The Kolkata Municipal Corporation has renamed Suhrawardy Avenue to Gopal Mukherjee Road [1, 2].

The decision marks a significant shift in the city's public geography by removing the name of a former prime minister to honor a figure associated with communal defense. This change reflects a broader effort by the current administration to reshape the historical narrative of the region's street names.

Chief Minister Suvendu Adhikari announced the renaming on June 22, 2026 [1, 2]. He said the action was a correction of history, arguing that the name of Huseyn Shaheed Suhrawardy is inseparable from the communal violence of the 1946 Direct Action Day massacres [1, 3]. Suhrawardy served as the last Premier of undivided Bengal and later as Pakistan's fifth prime minister [1].

The road now honors Gopal Mukherjee, a former gangster who became a protector of Hindu neighborhoods during the 1946 massacres [1, 3]. Adhikari said, "This is a historic move" [1]. He said Kolkata will have no road names honoring Mughal or Pathan figures [3].

Opposition parties have criticized the move as a distortion of history. A spokesperson for the CPI(M) said, "The wrong Suhrawardy has been targeted" [1]. Critics argue that the renaming is based on incorrect information and targets a historical figure unfairly [2].

While the administration views the change as a necessary act of remembrance for Mukherjee, opponents claim it erases complex political histories. The tension highlights the ongoing struggle over how the events of 1946 and the partition of India and Pakistan are remembered in West Bengal [1, 2].

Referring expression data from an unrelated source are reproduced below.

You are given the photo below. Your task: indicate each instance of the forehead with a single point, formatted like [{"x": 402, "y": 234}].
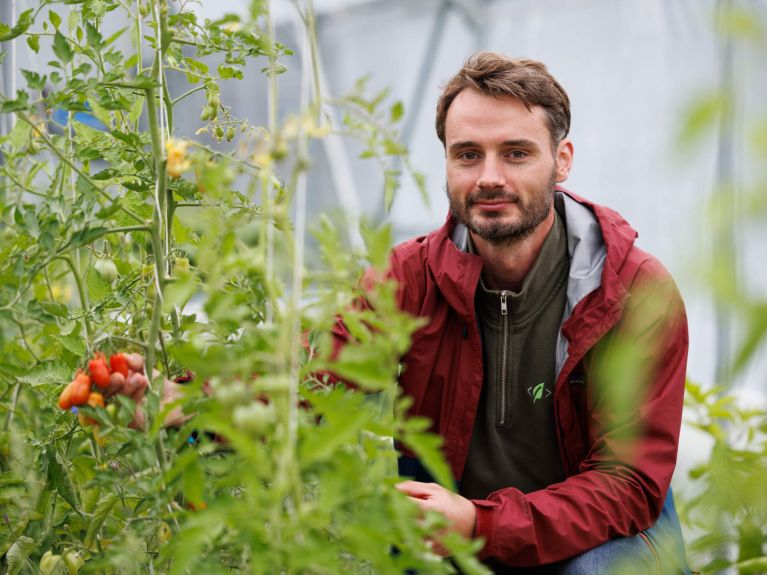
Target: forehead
[{"x": 473, "y": 114}]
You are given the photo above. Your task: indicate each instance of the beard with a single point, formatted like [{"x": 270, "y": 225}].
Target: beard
[{"x": 491, "y": 226}]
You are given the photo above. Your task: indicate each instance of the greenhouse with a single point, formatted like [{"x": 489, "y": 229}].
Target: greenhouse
[{"x": 367, "y": 286}]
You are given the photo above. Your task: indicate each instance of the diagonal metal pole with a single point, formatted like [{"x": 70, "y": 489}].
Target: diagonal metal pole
[
  {"x": 725, "y": 243},
  {"x": 420, "y": 89}
]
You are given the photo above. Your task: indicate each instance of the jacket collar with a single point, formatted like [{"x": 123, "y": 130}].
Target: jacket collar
[{"x": 598, "y": 240}]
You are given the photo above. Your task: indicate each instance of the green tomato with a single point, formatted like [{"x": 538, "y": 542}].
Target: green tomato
[
  {"x": 181, "y": 265},
  {"x": 107, "y": 269},
  {"x": 254, "y": 418},
  {"x": 51, "y": 564},
  {"x": 73, "y": 561}
]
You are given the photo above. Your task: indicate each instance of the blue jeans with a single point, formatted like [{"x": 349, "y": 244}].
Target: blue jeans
[{"x": 658, "y": 550}]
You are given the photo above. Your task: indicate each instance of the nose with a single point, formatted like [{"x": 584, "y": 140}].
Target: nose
[{"x": 491, "y": 175}]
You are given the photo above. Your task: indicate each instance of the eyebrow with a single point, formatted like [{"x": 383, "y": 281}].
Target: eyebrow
[{"x": 517, "y": 143}]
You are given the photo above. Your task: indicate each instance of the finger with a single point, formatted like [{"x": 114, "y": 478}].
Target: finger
[
  {"x": 417, "y": 488},
  {"x": 423, "y": 504},
  {"x": 131, "y": 384},
  {"x": 135, "y": 362},
  {"x": 141, "y": 383},
  {"x": 116, "y": 383},
  {"x": 139, "y": 420}
]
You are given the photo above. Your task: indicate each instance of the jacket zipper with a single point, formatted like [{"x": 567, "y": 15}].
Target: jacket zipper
[{"x": 504, "y": 360}]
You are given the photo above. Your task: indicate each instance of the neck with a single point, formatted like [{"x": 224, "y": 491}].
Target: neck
[{"x": 506, "y": 265}]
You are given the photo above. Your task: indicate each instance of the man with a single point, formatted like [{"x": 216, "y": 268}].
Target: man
[{"x": 532, "y": 294}]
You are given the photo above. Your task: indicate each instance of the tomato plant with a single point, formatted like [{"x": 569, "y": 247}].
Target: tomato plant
[{"x": 122, "y": 239}]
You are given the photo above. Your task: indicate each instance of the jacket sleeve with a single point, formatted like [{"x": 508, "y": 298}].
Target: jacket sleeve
[{"x": 636, "y": 376}]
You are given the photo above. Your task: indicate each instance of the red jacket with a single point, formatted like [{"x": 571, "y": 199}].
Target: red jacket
[{"x": 615, "y": 486}]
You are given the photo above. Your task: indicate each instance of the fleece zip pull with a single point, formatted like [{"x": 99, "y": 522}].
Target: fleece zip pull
[{"x": 503, "y": 384}]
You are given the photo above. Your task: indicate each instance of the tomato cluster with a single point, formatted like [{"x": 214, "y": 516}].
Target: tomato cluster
[{"x": 120, "y": 372}]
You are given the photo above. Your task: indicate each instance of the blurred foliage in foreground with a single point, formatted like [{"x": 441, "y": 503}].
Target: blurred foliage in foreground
[{"x": 726, "y": 509}]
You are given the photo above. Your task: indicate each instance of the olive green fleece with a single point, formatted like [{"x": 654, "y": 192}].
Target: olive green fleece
[{"x": 514, "y": 441}]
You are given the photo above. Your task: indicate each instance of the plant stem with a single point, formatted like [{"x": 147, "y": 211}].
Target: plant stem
[{"x": 83, "y": 299}]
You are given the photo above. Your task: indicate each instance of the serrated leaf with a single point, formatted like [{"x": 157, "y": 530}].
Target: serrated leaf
[
  {"x": 46, "y": 373},
  {"x": 396, "y": 112},
  {"x": 34, "y": 43},
  {"x": 228, "y": 72},
  {"x": 73, "y": 344},
  {"x": 61, "y": 48},
  {"x": 25, "y": 21},
  {"x": 87, "y": 235},
  {"x": 93, "y": 36},
  {"x": 55, "y": 19},
  {"x": 98, "y": 288},
  {"x": 18, "y": 553},
  {"x": 59, "y": 479},
  {"x": 20, "y": 103},
  {"x": 55, "y": 308},
  {"x": 19, "y": 134},
  {"x": 99, "y": 516}
]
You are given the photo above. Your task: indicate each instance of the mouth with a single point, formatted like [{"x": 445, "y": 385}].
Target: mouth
[{"x": 492, "y": 205}]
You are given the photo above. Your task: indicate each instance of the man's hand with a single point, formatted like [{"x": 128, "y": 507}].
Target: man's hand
[
  {"x": 135, "y": 386},
  {"x": 460, "y": 513}
]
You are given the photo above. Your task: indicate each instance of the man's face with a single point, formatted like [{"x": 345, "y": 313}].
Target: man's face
[{"x": 501, "y": 168}]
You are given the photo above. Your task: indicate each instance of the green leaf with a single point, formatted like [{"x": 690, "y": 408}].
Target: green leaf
[
  {"x": 73, "y": 344},
  {"x": 19, "y": 134},
  {"x": 59, "y": 479},
  {"x": 99, "y": 516},
  {"x": 87, "y": 235},
  {"x": 25, "y": 21},
  {"x": 98, "y": 288},
  {"x": 34, "y": 43},
  {"x": 95, "y": 40},
  {"x": 18, "y": 553},
  {"x": 228, "y": 72},
  {"x": 55, "y": 19},
  {"x": 20, "y": 103},
  {"x": 396, "y": 112},
  {"x": 47, "y": 373},
  {"x": 61, "y": 48}
]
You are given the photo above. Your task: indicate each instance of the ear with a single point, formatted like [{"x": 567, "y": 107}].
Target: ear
[{"x": 564, "y": 160}]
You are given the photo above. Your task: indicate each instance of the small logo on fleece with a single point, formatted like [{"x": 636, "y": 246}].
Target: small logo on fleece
[{"x": 539, "y": 391}]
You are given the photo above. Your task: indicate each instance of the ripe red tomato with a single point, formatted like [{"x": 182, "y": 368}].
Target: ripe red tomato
[
  {"x": 65, "y": 399},
  {"x": 95, "y": 399},
  {"x": 99, "y": 370},
  {"x": 81, "y": 389},
  {"x": 119, "y": 364}
]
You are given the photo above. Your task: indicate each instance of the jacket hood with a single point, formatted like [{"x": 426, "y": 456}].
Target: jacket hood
[{"x": 598, "y": 241}]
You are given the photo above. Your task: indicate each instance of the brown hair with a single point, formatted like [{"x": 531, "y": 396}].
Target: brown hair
[{"x": 497, "y": 75}]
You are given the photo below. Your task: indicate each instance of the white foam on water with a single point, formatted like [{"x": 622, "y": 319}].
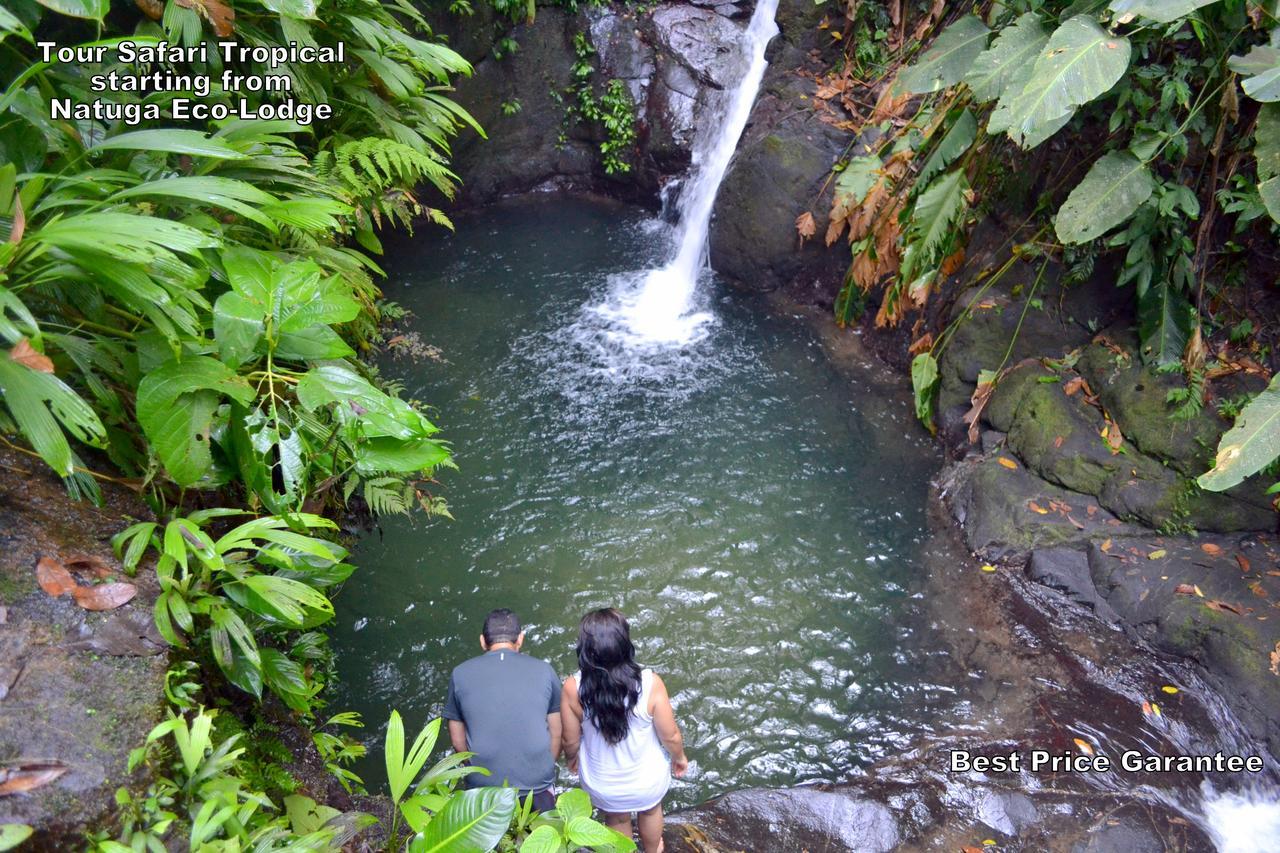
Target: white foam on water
[
  {"x": 658, "y": 309},
  {"x": 1243, "y": 821}
]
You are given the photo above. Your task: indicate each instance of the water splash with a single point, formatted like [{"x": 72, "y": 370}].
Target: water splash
[
  {"x": 1243, "y": 821},
  {"x": 658, "y": 309}
]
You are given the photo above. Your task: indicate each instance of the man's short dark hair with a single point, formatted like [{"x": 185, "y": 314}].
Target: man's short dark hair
[{"x": 501, "y": 626}]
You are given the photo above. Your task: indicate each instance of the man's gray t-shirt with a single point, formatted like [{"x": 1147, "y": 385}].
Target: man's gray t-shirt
[{"x": 503, "y": 698}]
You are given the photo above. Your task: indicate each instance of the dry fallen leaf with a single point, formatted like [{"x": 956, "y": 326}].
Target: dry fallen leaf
[
  {"x": 104, "y": 596},
  {"x": 805, "y": 226},
  {"x": 27, "y": 775},
  {"x": 1221, "y": 606},
  {"x": 24, "y": 355},
  {"x": 88, "y": 565},
  {"x": 54, "y": 578}
]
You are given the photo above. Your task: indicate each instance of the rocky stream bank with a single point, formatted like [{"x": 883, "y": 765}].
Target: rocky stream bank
[{"x": 1110, "y": 575}]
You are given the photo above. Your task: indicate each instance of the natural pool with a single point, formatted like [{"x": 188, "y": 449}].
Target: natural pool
[{"x": 759, "y": 523}]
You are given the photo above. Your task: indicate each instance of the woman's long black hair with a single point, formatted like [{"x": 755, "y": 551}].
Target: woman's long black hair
[{"x": 609, "y": 685}]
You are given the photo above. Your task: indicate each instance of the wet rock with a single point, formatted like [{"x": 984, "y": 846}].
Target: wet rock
[
  {"x": 704, "y": 42},
  {"x": 1230, "y": 630},
  {"x": 789, "y": 819},
  {"x": 82, "y": 688},
  {"x": 1068, "y": 570},
  {"x": 1006, "y": 512}
]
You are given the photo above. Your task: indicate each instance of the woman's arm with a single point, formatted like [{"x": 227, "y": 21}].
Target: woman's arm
[
  {"x": 571, "y": 723},
  {"x": 664, "y": 721}
]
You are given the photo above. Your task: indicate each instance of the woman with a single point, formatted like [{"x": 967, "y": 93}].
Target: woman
[{"x": 617, "y": 720}]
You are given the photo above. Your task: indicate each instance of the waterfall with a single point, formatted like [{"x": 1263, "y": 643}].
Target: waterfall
[{"x": 658, "y": 306}]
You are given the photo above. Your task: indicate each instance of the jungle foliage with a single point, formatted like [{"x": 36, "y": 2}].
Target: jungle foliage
[
  {"x": 183, "y": 301},
  {"x": 1176, "y": 106}
]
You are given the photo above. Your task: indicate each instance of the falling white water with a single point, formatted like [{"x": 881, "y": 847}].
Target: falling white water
[
  {"x": 657, "y": 308},
  {"x": 1243, "y": 821}
]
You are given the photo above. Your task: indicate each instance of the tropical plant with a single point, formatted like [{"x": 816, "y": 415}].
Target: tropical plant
[
  {"x": 1170, "y": 95},
  {"x": 570, "y": 828},
  {"x": 182, "y": 299},
  {"x": 199, "y": 798},
  {"x": 245, "y": 596}
]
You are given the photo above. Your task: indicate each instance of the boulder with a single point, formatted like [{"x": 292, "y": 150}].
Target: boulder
[{"x": 77, "y": 688}]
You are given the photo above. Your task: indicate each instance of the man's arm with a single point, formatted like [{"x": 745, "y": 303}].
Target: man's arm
[
  {"x": 571, "y": 723},
  {"x": 458, "y": 735},
  {"x": 557, "y": 729}
]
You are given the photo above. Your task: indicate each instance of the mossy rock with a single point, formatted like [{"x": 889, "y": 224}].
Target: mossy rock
[
  {"x": 1137, "y": 397},
  {"x": 1059, "y": 438}
]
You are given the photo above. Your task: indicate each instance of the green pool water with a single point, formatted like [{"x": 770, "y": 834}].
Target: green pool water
[{"x": 758, "y": 516}]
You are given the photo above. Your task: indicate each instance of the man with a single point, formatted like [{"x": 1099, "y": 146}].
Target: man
[{"x": 504, "y": 707}]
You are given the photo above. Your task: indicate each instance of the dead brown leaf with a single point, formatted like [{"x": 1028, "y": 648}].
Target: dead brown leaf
[
  {"x": 27, "y": 775},
  {"x": 219, "y": 16},
  {"x": 805, "y": 226},
  {"x": 979, "y": 400},
  {"x": 54, "y": 578},
  {"x": 104, "y": 596},
  {"x": 88, "y": 565},
  {"x": 1221, "y": 606},
  {"x": 27, "y": 356}
]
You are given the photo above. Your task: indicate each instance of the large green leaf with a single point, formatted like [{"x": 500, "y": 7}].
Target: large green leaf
[
  {"x": 233, "y": 195},
  {"x": 947, "y": 60},
  {"x": 938, "y": 209},
  {"x": 172, "y": 141},
  {"x": 133, "y": 238},
  {"x": 472, "y": 821},
  {"x": 924, "y": 384},
  {"x": 958, "y": 140},
  {"x": 1270, "y": 192},
  {"x": 1164, "y": 323},
  {"x": 543, "y": 839},
  {"x": 39, "y": 402},
  {"x": 1266, "y": 146},
  {"x": 176, "y": 409},
  {"x": 1251, "y": 445},
  {"x": 1112, "y": 190},
  {"x": 1159, "y": 10},
  {"x": 1009, "y": 62},
  {"x": 91, "y": 9},
  {"x": 403, "y": 769},
  {"x": 279, "y": 600},
  {"x": 1261, "y": 72},
  {"x": 1080, "y": 62}
]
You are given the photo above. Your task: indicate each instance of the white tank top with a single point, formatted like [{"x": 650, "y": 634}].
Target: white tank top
[{"x": 631, "y": 775}]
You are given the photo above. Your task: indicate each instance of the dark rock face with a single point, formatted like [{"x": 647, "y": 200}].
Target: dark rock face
[
  {"x": 76, "y": 687},
  {"x": 1232, "y": 629},
  {"x": 676, "y": 60}
]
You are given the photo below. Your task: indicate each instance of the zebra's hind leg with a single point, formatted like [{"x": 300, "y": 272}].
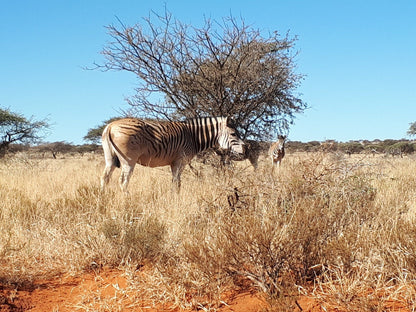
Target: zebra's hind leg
[
  {"x": 126, "y": 172},
  {"x": 177, "y": 168}
]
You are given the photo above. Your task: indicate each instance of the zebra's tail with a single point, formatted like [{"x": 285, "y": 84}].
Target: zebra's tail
[{"x": 109, "y": 148}]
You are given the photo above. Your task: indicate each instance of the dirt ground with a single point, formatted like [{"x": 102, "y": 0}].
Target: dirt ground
[
  {"x": 75, "y": 293},
  {"x": 108, "y": 291}
]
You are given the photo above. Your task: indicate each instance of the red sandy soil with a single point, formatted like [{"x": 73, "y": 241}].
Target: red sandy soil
[{"x": 69, "y": 293}]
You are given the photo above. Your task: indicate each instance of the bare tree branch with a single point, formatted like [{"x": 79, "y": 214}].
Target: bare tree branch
[{"x": 225, "y": 68}]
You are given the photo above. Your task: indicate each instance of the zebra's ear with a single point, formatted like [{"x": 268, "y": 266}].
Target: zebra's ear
[{"x": 230, "y": 122}]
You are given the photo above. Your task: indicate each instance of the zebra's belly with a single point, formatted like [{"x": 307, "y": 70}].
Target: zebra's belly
[{"x": 149, "y": 161}]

"This is a historic move."

The renaming of Suhrawardy Avenue is part of a wider ideological trend in India to prioritize indigenous or nationalist figures over those associated with the Islamic era or the leadership of Pakistan. By replacing a statesman with a local militia leader from the 1946 riots, the government is shifting the city's symbolic landscape from one of diplomatic and administrative legacy to one of communal identity and conflict memory.